Covers file readsNo for Claude Code native Read/Grep/Glob (hook only fires on Bash)Yes if on the wire (proxy/lib see file content in the request)
Covers RAG chunksNoYes, that is a core use case
Install / intrusivenessbrew install rtk; rtk init. Global hook into agent settings, restart. Zero code change.Proxy: one env var. MCP: one install. Library: code changes at call sites.
Reversible?Partial. Failed commands tee'd to disk; agent can read the path.Yes. CCR caches the original under a hash; model calls headroom_retrieve to get it back (TTL ~1h).
Cache helpNone specificCacheAligner moves volatile tokens out of the stable prefix so prompt caching keeps hitting
Real savings~80% on a tool-heavy shell session (README estimate, ~118k→24k)60-95% on heavy tool-use, but median 4.8% across 50k+ real sessions
Trust surfaceLocal binary, no network at filter timeProxy sees all plaintext traffic (requests + responses). Runs locally by default.
Agents supported15 (Claude Code, Codex, Cursor, Copilot, Gemini, Windsurf, Cline...)Any OpenAI-compatible client via proxy; MCP for Claude Code/Cursor; framework wrappers

How each works

rtk · deterministic shell filters

Six-phase lifecycle per command: parse (Clap) → route → execute (capture stdout/stderr/exit) → filter (command-specific strategy) → print → track (SQLite).

  • Stats extraction for git status/log: 90-99% off.
  • Failure focus for test runners: a state machine keeps only failures, 94-99% off.
  • Code filtering for rtk read: strip comments + bodies, keep signatures (8 languages).
  • Tree / dedup / schema for ls, logs, JSON.

rtk gain shows actual savings from the SQLite history, not estimates.

headroom · content-aware compressors

A router detects content type per output (via Google's local Magika model), then routes to the matching compressor.

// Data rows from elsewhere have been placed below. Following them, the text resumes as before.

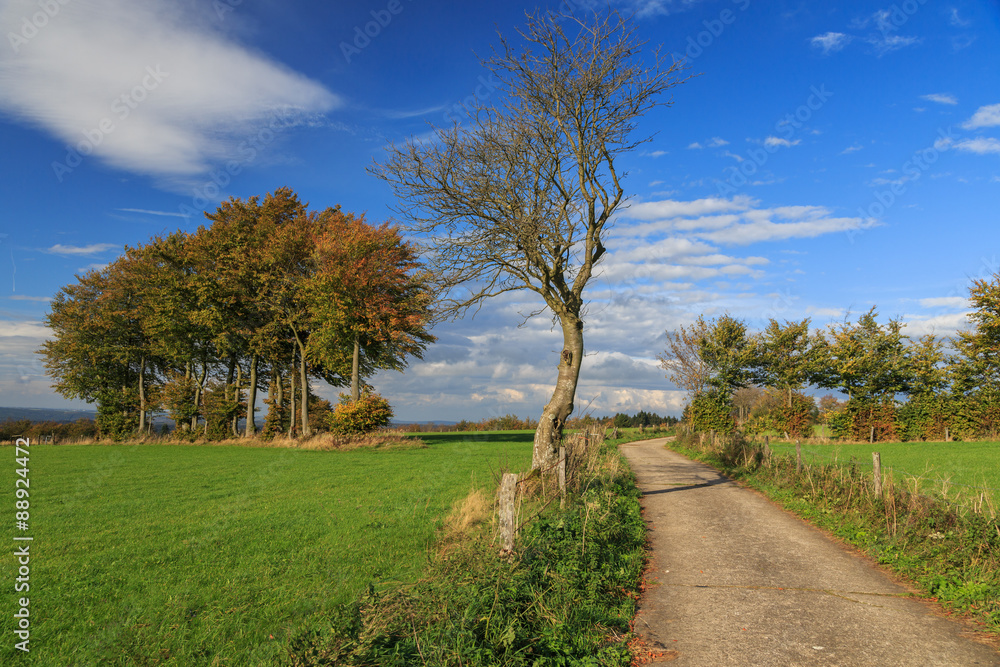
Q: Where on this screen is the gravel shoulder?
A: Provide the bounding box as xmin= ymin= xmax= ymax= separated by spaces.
xmin=621 ymin=438 xmax=1000 ymax=667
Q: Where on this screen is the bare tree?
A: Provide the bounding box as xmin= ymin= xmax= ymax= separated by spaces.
xmin=373 ymin=12 xmax=681 ymax=468
xmin=656 ymin=316 xmax=711 ymax=396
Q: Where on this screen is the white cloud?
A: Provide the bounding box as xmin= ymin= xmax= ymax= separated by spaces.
xmin=809 ymin=32 xmax=851 ymax=54
xmin=920 ymin=296 xmax=969 ymax=309
xmin=920 ymin=93 xmax=958 ymax=105
xmin=962 ymin=104 xmax=1000 ymax=130
xmin=764 ymin=137 xmax=802 ymax=148
xmin=624 ymin=195 xmax=755 ymax=220
xmin=115 ymin=208 xmax=188 ymax=218
xmin=0 ymin=0 xmax=340 ymax=177
xmin=76 ymin=263 xmax=107 ymax=273
xmin=7 ymin=294 xmax=52 ymax=303
xmin=45 ymin=243 xmax=121 ymax=256
xmin=868 ymin=34 xmax=920 ymax=56
xmin=948 ymin=7 xmax=972 ymax=28
xmin=0 ymin=320 xmax=52 ymax=342
xmin=955 ymin=137 xmax=1000 ymax=155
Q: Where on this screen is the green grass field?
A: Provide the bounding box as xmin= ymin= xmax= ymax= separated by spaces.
xmin=0 ymin=432 xmax=532 ymax=666
xmin=772 ymin=442 xmax=1000 ymax=507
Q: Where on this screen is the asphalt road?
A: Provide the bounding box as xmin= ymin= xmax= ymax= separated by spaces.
xmin=621 ymin=438 xmax=1000 ymax=667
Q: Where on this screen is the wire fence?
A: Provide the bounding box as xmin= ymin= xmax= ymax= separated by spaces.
xmin=772 ymin=447 xmax=1000 ymax=508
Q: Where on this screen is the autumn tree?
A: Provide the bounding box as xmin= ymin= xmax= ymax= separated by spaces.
xmin=815 ymin=306 xmax=912 ymax=439
xmin=951 ymin=273 xmax=1000 ymax=437
xmin=374 ymin=12 xmax=680 ymax=469
xmin=304 ymin=208 xmax=435 ymax=401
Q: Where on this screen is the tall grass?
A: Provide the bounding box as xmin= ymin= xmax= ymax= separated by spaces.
xmin=670 ymin=434 xmax=1000 ymax=632
xmin=0 ymin=434 xmax=531 ymax=667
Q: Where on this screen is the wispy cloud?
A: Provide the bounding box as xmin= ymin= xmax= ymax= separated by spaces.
xmin=115 ymin=208 xmax=188 ymax=218
xmin=809 ymin=32 xmax=851 ymax=55
xmin=7 ymin=294 xmax=52 ymax=303
xmin=920 ymin=93 xmax=958 ymax=105
xmin=625 ymin=195 xmax=755 ymax=220
xmin=76 ymin=263 xmax=107 ymax=273
xmin=955 ymin=137 xmax=1000 ymax=155
xmin=45 ymin=243 xmax=121 ymax=256
xmin=919 ymin=296 xmax=969 ymax=309
xmin=867 ymin=35 xmax=920 ymax=57
xmin=764 ymin=137 xmax=802 ymax=148
xmin=0 ymin=0 xmax=340 ymax=177
xmin=962 ymin=104 xmax=1000 ymax=130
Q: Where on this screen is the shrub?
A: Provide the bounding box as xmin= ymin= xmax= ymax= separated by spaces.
xmin=330 ymin=394 xmax=392 ymax=435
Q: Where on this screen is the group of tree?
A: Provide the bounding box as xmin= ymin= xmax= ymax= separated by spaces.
xmin=0 ymin=418 xmax=97 ymax=442
xmin=660 ymin=274 xmax=1000 ymax=440
xmin=39 ymin=188 xmax=434 ymax=439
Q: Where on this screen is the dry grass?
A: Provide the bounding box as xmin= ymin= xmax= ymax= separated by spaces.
xmin=39 ymin=429 xmax=427 ymax=451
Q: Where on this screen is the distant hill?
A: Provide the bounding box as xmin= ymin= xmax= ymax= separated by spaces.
xmin=0 ymin=408 xmax=97 ymax=423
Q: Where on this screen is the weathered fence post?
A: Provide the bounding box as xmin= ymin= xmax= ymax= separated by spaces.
xmin=872 ymin=452 xmax=882 ymax=497
xmin=500 ymin=472 xmax=517 ymax=553
xmin=557 ymin=447 xmax=566 ymax=507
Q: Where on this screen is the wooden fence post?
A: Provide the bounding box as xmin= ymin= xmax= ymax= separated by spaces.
xmin=872 ymin=452 xmax=882 ymax=497
xmin=500 ymin=472 xmax=517 ymax=553
xmin=558 ymin=447 xmax=566 ymax=507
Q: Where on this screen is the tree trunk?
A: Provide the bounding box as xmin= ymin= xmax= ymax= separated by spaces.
xmin=243 ymin=354 xmax=258 ymax=438
xmin=295 ymin=335 xmax=312 ymax=438
xmin=351 ymin=336 xmax=361 ymax=401
xmin=288 ymin=350 xmax=295 ymax=438
xmin=231 ymin=362 xmax=243 ymax=437
xmin=531 ymin=315 xmax=583 ymax=470
xmin=139 ymin=355 xmax=146 ymax=433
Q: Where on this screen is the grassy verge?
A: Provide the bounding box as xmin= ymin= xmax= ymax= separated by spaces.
xmin=0 ymin=433 xmax=531 ymax=666
xmin=669 ymin=436 xmax=1000 ymax=632
xmin=771 ymin=442 xmax=1000 ymax=506
xmin=288 ymin=434 xmax=645 ymax=667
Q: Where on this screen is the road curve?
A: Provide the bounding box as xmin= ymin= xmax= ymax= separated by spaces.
xmin=621 ymin=438 xmax=1000 ymax=667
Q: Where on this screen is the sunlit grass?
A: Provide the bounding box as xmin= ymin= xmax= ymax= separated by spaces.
xmin=0 ymin=433 xmax=531 ymax=665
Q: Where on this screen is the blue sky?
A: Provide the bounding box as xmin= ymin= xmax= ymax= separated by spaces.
xmin=0 ymin=0 xmax=1000 ymax=420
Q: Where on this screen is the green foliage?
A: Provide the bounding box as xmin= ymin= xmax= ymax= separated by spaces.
xmin=289 ymin=436 xmax=646 ymax=667
xmin=674 ymin=441 xmax=1000 ymax=631
xmin=95 ymin=389 xmax=139 ymax=442
xmin=688 ymin=389 xmax=736 ymax=433
xmin=205 ymin=382 xmax=243 ymax=440
xmin=0 ymin=434 xmax=532 ymax=667
xmin=330 ymin=394 xmax=392 ymax=435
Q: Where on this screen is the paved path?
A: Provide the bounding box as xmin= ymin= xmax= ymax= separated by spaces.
xmin=621 ymin=438 xmax=1000 ymax=667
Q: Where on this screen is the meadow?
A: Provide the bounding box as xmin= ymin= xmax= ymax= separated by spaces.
xmin=771 ymin=442 xmax=1000 ymax=508
xmin=0 ymin=432 xmax=532 ymax=665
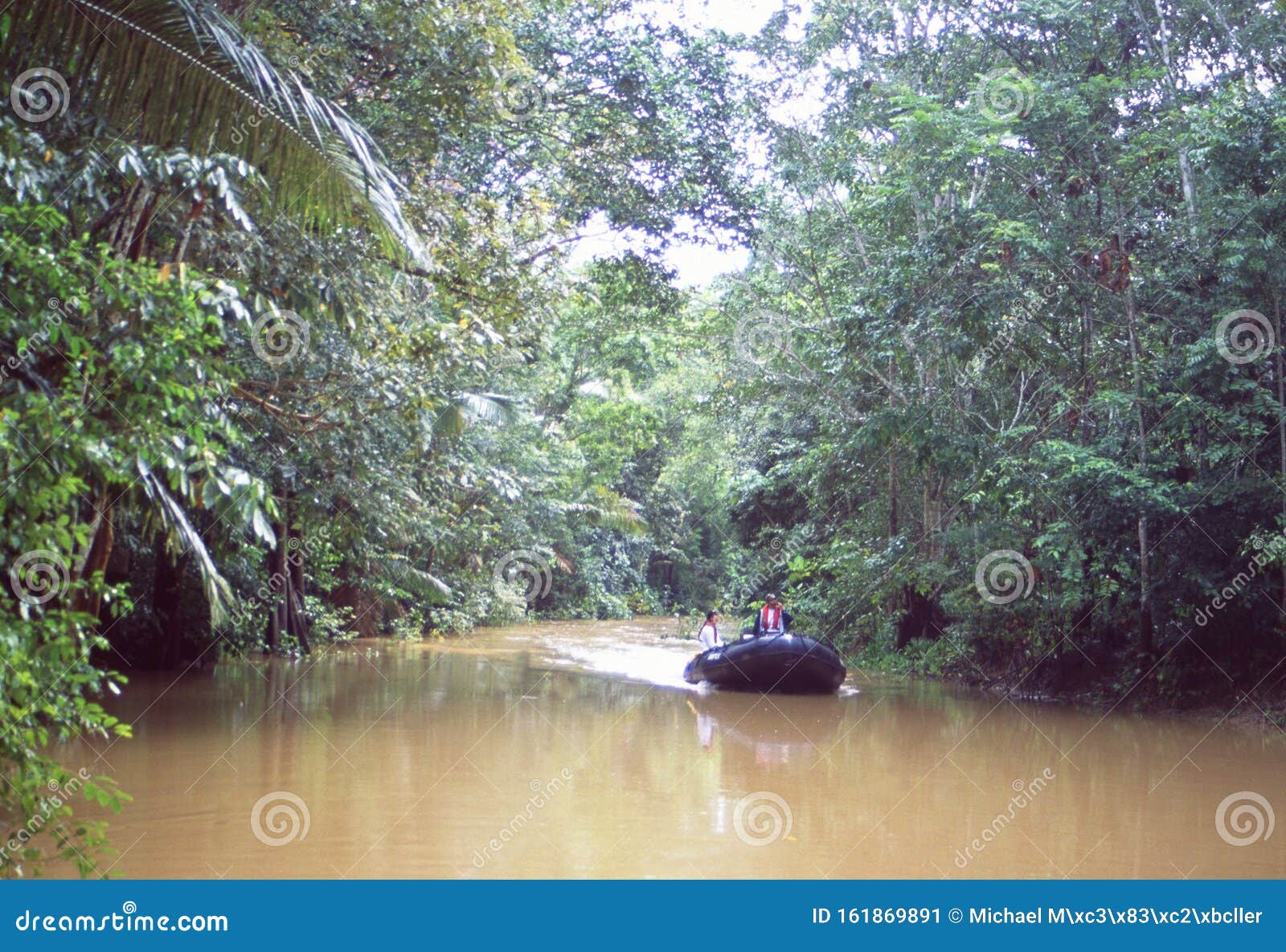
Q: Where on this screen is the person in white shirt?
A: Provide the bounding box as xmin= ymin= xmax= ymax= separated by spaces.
xmin=697 ymin=611 xmax=724 ymax=652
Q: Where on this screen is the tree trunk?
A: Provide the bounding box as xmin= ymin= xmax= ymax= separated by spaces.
xmin=264 ymin=492 xmax=313 ymax=654
xmin=152 ymin=532 xmax=191 ymax=668
xmin=72 ymin=488 xmax=116 ymax=617
xmin=1273 ymin=294 xmax=1286 ymax=624
xmin=1116 ymin=230 xmax=1153 ymax=654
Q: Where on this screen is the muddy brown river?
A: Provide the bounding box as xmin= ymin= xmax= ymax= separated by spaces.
xmin=60 ymin=619 xmax=1286 ymax=877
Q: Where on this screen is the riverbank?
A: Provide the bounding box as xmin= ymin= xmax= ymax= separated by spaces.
xmin=59 ymin=618 xmax=1286 ymax=879
xmin=845 ymin=639 xmax=1286 ymax=733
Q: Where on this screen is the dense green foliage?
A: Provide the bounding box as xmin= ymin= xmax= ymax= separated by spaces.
xmin=0 ymin=0 xmax=1286 ymax=875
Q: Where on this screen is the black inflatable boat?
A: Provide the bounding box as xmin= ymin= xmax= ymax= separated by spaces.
xmin=683 ymin=635 xmax=846 ymax=694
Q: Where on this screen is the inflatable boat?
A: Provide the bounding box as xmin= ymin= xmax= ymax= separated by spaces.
xmin=683 ymin=633 xmax=846 ymax=694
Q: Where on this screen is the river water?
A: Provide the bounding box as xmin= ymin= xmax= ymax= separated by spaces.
xmin=60 ymin=619 xmax=1286 ymax=877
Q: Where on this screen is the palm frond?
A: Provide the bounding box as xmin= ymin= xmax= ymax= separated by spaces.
xmin=559 ymin=485 xmax=647 ymax=534
xmin=369 ymin=553 xmax=452 ymax=605
xmin=137 ymin=456 xmax=233 ymax=627
xmin=0 ymin=0 xmax=420 ymax=258
xmin=433 ymin=390 xmax=518 ymax=437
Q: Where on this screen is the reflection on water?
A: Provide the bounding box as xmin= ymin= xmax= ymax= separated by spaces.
xmin=63 ymin=619 xmax=1286 ymax=877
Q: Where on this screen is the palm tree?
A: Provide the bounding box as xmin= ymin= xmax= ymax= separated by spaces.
xmin=0 ymin=0 xmax=420 ymax=261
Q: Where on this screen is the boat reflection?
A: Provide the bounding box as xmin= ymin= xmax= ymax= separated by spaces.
xmin=688 ymin=691 xmax=845 ymax=766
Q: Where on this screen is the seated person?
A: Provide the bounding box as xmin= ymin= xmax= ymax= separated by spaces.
xmin=697 ymin=611 xmax=724 ymax=652
xmin=754 ymin=594 xmax=795 ymax=639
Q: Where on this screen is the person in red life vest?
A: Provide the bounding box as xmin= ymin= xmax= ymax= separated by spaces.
xmin=755 ymin=594 xmax=795 ymax=639
xmin=697 ymin=611 xmax=724 ymax=652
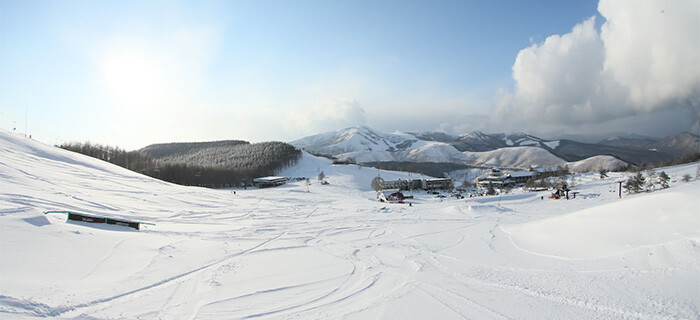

  • SmartCrusher samples JSON arrays statistically, keeps errors/anomalies unconditionally.
  • LogCompressor dedups and normalises timestamps, preserves stack traces.
  • CodeCompressor is AST-aware but gated off by default to protect correctness.
  • CCR caches originals so nothing is truly lost.

headroom_stats reports compression; the proxy logs per-session ratios.

The cons, honestly

rtk · watch out for
  • Native file reads bypass it. Claude Code Read/Grep/Glob never hit the hook, so the biggest context source is untouched unless you force shell or rtk read.
  • Silent passthrough. If the hook errors, the raw command runs and nothing warns you. You can think you are saving when you are not.
  • Native Windows has no hook (WSL only). Pipes and heredocs have edge cases.
headroom · watch out for
  • Median gain is modest. 4.8% across all traffic. The 60-95% is heavy tool-use only.
  • Proxy is a trust surface. It sees all plaintext, including secrets in prompts and tool output.
  • Lossy by design. Code and RAG mostly pass through (intentional), so the wins are concentrated in JSON/logs/search. "Same answers" is author-run small-N benchmarks, no third-party eval.
  • Beta (v0.25), Rust build step, retrieval TTL ~1h.

When to reach for which

reach for rtk

Shell-heavy agent work, you want zero code change and pure determinism, and you are willing to nudge the agent toward shell commands or rtk read instead of native file tools.

reach for headroom

You need to catch everything on the wire (file content, RAG, anything the agent sends), you want reversible compression, and your sessions are genuinely tool-output-heavy. Mind the proxy trust surface.

They are not mutually exclusive. rtk at the shell, headroom on the wire, is a reasonable stack. And measure first with a burndown so you know whether you even have a tool-output problem before you install either.